Let me start this article with a couple of disclaimers:
Over the past several months, we have seen an increased number of Provider billing issues. Medicare Insurance is already quite complex and if Providers are billing incorrectly, this can create additional angst and financial stress for Medicare beneficiaries. Additionally, there are a certain percentage of individuals who just pay these incorrect bills (because they think they really owe them) and never know that they were erroneous bills.
Three recent examples that will be highlighted are summarized below.
The first example is a situation in which one of our clients received a bill and an Explanation of Benefits from their Insurance carrier showing that a Claim was denied and the individual owed the Provider $135 for the doctor's visit.
This client happens to have a Medicare Supplement Plan G, so they are responsible for the Part B deductible ($183 in 2018). So, my first question is always "Did you already meet the Part B deductible?" If the individual didn't reach the Part B deductible yet, than it would be conceivable that they could owe $135 for the doctor's visit. However, the client confirmed they had already reached the Part B deductible for the year.
The next step of Troubleshooting is to get a copy of the bill and/or Explanation of Benefits (EOB). In this case, the client had the EOB handy so they emailed us a copy of the EOB (see image above).
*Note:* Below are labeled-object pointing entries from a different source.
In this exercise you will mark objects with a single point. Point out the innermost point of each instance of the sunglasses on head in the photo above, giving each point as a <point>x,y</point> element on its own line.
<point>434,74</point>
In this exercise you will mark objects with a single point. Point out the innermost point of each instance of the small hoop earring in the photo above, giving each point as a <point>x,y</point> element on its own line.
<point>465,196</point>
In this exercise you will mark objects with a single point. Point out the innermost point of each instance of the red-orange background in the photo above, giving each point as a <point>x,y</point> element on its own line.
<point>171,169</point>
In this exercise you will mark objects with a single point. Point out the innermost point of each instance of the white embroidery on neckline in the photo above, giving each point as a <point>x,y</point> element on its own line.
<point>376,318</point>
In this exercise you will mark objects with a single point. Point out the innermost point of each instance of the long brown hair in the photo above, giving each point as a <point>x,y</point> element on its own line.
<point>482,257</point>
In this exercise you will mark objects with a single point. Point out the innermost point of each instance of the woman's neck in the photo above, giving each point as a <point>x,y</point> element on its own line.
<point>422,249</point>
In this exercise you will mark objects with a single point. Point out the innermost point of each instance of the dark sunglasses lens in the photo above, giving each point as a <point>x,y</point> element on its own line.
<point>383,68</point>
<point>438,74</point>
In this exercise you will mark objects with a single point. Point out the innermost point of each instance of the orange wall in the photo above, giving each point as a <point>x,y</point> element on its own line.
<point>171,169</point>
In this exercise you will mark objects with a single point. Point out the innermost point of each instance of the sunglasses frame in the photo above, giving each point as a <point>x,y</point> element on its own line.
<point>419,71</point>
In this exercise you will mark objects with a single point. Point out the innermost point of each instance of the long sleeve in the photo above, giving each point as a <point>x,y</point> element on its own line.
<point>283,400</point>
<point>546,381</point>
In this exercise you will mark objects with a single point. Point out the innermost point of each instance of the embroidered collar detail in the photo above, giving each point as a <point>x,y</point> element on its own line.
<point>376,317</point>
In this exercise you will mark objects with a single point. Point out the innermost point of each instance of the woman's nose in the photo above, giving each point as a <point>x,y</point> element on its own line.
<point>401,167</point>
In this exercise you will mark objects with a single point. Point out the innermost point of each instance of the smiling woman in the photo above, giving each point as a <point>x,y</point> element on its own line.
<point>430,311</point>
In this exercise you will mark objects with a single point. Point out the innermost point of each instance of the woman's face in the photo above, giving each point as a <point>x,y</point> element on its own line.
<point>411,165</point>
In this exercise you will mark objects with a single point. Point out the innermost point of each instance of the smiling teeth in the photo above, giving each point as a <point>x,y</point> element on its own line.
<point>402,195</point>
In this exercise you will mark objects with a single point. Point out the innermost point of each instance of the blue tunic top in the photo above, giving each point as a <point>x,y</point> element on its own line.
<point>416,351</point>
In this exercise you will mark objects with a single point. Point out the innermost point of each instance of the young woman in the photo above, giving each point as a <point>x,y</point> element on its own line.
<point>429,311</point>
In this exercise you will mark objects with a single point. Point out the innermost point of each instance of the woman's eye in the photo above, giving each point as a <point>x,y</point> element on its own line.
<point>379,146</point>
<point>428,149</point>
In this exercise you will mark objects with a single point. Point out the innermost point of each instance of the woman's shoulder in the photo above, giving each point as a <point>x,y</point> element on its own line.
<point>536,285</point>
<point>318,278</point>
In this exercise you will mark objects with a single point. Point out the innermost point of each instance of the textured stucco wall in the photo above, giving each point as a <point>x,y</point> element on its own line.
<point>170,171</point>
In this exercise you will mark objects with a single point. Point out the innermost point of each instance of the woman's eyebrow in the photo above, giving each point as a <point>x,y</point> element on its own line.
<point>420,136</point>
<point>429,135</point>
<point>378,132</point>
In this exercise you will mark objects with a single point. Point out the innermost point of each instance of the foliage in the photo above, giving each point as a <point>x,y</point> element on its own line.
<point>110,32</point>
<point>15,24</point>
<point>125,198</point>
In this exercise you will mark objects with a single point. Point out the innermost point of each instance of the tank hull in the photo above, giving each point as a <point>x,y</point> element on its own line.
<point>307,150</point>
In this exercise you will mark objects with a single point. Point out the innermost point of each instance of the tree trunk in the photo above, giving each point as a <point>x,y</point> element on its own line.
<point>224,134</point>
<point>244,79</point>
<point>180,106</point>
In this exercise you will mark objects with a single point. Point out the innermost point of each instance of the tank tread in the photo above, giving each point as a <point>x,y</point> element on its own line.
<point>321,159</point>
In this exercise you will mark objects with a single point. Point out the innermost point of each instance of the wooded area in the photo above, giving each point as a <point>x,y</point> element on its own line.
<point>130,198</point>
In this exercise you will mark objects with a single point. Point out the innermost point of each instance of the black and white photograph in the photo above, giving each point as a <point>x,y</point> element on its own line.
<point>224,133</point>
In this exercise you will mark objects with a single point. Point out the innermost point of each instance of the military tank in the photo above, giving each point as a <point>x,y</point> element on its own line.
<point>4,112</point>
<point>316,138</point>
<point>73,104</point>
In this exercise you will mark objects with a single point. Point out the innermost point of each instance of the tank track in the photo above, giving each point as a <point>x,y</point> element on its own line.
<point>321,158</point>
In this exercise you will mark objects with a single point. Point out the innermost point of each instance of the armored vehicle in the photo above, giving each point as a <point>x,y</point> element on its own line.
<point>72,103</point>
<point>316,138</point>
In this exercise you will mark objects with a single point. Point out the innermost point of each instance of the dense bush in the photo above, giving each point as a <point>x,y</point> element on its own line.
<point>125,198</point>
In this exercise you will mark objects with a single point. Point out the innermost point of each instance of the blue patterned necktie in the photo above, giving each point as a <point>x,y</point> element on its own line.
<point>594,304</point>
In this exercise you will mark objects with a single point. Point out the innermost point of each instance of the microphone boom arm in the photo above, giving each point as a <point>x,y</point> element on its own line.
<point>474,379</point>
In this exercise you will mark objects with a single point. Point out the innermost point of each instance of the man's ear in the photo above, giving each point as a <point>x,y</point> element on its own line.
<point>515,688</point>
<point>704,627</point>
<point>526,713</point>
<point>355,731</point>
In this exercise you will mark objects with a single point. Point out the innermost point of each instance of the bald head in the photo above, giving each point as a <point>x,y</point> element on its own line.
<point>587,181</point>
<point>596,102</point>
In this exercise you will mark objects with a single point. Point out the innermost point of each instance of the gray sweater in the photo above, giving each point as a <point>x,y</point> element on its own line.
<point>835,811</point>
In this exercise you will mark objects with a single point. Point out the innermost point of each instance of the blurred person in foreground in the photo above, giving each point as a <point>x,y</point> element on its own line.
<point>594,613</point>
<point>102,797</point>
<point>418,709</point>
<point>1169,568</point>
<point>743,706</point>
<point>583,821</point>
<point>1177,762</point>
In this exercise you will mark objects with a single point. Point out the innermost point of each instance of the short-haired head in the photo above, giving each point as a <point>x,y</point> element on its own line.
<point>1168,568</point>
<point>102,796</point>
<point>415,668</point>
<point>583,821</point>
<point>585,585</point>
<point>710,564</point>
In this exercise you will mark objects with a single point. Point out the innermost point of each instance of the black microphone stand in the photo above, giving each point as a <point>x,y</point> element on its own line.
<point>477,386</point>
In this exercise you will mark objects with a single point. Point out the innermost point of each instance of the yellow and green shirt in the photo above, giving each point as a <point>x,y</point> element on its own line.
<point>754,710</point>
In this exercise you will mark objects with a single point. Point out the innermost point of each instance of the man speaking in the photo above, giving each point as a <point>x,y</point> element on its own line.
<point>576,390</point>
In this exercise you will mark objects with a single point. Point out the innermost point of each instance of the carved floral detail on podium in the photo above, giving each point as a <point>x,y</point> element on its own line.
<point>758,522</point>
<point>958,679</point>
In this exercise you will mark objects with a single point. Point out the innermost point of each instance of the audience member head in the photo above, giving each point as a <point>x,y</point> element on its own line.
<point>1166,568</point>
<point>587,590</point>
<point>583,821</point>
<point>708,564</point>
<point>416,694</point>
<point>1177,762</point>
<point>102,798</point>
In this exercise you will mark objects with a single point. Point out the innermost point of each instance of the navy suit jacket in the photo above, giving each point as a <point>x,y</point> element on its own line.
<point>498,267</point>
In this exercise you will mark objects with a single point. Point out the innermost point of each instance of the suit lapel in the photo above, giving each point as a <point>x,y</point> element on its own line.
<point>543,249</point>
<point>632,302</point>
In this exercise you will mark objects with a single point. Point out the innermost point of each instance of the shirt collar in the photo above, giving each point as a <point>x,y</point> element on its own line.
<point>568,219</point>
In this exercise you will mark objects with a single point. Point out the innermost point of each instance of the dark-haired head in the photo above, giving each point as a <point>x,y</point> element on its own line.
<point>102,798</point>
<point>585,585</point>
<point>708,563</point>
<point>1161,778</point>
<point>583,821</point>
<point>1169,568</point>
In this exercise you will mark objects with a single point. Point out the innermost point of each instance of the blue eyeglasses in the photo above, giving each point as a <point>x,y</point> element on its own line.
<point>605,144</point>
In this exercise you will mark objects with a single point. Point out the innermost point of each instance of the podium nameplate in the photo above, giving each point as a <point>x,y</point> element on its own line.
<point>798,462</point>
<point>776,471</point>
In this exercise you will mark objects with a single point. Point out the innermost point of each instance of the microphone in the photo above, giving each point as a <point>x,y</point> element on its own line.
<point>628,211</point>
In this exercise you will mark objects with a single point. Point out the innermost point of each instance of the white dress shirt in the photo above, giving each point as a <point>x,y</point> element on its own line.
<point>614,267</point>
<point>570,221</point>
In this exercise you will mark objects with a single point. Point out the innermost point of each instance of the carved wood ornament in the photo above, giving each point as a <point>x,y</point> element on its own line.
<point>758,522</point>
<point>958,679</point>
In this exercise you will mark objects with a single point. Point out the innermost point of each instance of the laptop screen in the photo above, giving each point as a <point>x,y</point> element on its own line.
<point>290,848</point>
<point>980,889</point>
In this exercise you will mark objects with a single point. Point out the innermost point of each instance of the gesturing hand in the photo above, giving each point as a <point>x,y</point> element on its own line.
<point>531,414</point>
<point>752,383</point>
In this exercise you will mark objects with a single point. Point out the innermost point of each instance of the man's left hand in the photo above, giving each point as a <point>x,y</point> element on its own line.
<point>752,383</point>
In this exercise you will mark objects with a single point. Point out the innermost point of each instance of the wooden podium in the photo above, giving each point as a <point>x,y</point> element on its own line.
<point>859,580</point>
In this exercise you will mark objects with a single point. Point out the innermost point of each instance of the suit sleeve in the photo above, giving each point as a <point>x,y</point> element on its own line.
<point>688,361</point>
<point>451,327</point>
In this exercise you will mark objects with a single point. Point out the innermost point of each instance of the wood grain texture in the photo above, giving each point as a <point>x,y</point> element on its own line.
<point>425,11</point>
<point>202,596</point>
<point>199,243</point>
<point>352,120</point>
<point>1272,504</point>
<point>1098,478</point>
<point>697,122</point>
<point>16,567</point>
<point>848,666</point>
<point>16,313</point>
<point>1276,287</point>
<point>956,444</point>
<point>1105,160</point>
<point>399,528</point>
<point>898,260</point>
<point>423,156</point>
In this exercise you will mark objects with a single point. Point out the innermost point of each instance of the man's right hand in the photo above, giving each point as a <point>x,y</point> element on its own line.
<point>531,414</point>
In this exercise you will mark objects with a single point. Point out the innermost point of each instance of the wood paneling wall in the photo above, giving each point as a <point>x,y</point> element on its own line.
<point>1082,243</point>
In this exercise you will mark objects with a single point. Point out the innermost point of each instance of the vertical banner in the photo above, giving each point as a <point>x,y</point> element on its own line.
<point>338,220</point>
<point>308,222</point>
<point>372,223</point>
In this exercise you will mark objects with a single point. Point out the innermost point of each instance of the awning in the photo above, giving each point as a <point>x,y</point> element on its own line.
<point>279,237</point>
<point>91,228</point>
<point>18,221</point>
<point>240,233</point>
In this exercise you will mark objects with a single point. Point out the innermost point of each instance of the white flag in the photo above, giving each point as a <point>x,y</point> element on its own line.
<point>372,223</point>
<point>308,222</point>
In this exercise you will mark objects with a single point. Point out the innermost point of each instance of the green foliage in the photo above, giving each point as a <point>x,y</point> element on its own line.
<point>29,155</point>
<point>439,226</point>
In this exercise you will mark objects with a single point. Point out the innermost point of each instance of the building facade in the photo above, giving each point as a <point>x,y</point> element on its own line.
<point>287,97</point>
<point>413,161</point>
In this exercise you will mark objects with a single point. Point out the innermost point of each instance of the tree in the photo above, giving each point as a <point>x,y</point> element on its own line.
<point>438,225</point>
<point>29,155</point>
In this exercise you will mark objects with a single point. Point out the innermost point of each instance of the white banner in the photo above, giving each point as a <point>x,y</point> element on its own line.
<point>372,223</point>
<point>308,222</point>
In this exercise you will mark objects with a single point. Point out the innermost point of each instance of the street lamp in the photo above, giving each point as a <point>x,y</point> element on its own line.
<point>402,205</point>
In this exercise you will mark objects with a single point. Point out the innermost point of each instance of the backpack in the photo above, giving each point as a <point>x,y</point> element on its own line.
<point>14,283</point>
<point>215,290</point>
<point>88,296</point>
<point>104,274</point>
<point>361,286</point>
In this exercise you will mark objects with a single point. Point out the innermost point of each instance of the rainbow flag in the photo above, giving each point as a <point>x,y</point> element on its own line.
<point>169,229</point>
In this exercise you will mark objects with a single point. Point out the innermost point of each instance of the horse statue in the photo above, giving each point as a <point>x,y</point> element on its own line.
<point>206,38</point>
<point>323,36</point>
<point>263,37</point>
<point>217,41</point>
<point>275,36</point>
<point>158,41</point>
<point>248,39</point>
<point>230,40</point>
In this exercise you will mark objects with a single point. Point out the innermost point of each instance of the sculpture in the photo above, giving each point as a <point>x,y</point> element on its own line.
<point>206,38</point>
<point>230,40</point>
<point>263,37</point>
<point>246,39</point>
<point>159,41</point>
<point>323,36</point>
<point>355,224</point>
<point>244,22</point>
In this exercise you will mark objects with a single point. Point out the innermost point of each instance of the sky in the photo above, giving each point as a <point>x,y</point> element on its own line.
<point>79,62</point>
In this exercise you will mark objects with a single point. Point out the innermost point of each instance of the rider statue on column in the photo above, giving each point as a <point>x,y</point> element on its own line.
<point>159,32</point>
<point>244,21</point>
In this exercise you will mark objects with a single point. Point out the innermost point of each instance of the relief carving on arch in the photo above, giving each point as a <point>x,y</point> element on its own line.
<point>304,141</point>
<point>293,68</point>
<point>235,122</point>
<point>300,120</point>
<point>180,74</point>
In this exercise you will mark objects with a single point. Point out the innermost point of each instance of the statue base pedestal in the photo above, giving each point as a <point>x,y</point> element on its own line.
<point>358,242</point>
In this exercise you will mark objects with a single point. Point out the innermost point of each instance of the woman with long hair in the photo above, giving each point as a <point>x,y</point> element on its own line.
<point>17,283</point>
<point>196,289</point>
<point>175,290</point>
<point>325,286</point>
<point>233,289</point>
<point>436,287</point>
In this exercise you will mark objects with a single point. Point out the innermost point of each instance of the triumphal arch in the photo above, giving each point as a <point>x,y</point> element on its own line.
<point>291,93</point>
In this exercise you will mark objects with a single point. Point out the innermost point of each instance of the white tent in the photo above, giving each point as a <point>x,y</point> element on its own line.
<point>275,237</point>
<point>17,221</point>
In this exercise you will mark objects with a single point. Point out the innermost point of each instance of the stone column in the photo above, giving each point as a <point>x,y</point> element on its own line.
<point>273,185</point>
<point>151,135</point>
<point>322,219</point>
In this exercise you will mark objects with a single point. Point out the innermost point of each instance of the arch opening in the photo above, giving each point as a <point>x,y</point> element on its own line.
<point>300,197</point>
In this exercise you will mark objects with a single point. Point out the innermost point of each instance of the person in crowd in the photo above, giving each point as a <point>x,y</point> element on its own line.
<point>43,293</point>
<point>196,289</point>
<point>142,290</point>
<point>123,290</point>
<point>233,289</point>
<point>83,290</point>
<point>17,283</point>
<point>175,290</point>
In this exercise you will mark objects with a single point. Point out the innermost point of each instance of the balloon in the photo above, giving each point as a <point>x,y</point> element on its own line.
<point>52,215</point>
The language on the EOB stated that the claim was "DENIED", which is unusual. If Medicare pays for a service, the Medicare Supplement MUST pay its portion of the service.
However, after reviewing further, we noticed the MEMBER ID that was billed by the Provider's office was the Member's Part D Drug Plan. Therefore the Part D Plan denied the claim because Part D Plans do not cover doctor's visits.
The Provider office incorrectly billed the Part D Drug Plan instead of billing Medicare.
For all patients that have original Medicare with a Medicare Supplement, the Provider should NEVER be billing the Supplemental carrier. The Provider just needs to bill Medicare. Medicare will pay the Provider its portion of the bill, and then Medicare will send the remainder of the Bill to the Secondary/Supplemental carrier to pay its portion of the bill. If there is any remaining charges (e.g. if the Part B deductible has not been met yet), the Provider will send a legitimate bill to the Patient.
After explaining this error to the Provider, the Provider sent the bill to Medicare and they payments were resolved by Medicare and the Supplemental Carrier. Our client owed nothing.
The second example deals with another client who also has a Plan G Medicare Supplement. This client already reached her Part B deductible ($183 in 2018), and still received a bill for $57.15. The bill indicated "CLAIM DENIED" by "AETNA HMO EVICORE".
This client does not have an HMO Plan. The client has Original Medicare and a Medicare Supplement.
The bill looks like the Provider billed Medicare correctly, but then the Provider sent another bill to a carrier "Aetna HMO Evicore", which is not the correct behavior. With a Medicare Supplement, Medicare sends the remainder of the bill to the Secondary/Supplemental carrier to pay its portion of the bill. In this case, the Provider attempted to bill the Insurance company based on an old Plan that the Patient no longer has. The reason the CLAIM was denied is because the Plan that was billed is no longer valid for this Patient.
After following up with the Provider, the client was told the claim would be reprocessed and not to worry about the bill.
The third example is the most concerning. One of my Medicare Supplement Plan G clients recently received a medical bill from 2018 for $487.96.
How could this be??? The Part B deductible is only $183. So even if the individual had not reached the Part B deductible (which they already had), the highest bill they should have received in 2018 was $183.
After further review of the bill and verification with the Medicare Supplement carrier, we can see that Medicare actually only approved about $95 of the $602 billed amount. Additionally, Medicare paid its portion of the bill ($74) and the Supplemental carrier paid its portion of the bill ($19). Thus the Provider has been fully compensated for the services provided based on the Medicare approved rates.
The Provider is not allowed to balance bill a patient that has Original Medicare. If Medicare only approves $95, the Provider cannot bill the patient the additional $487.96!!
Unfortunately, this case is still not resolved. The client tried calling the Provider's office several times with over an hour wait time. The client tried calling their doctor as well and was not able to get the billing issue resolved. The next step is for the client to file a complaint with Medicare which should help drive resolution to this issue.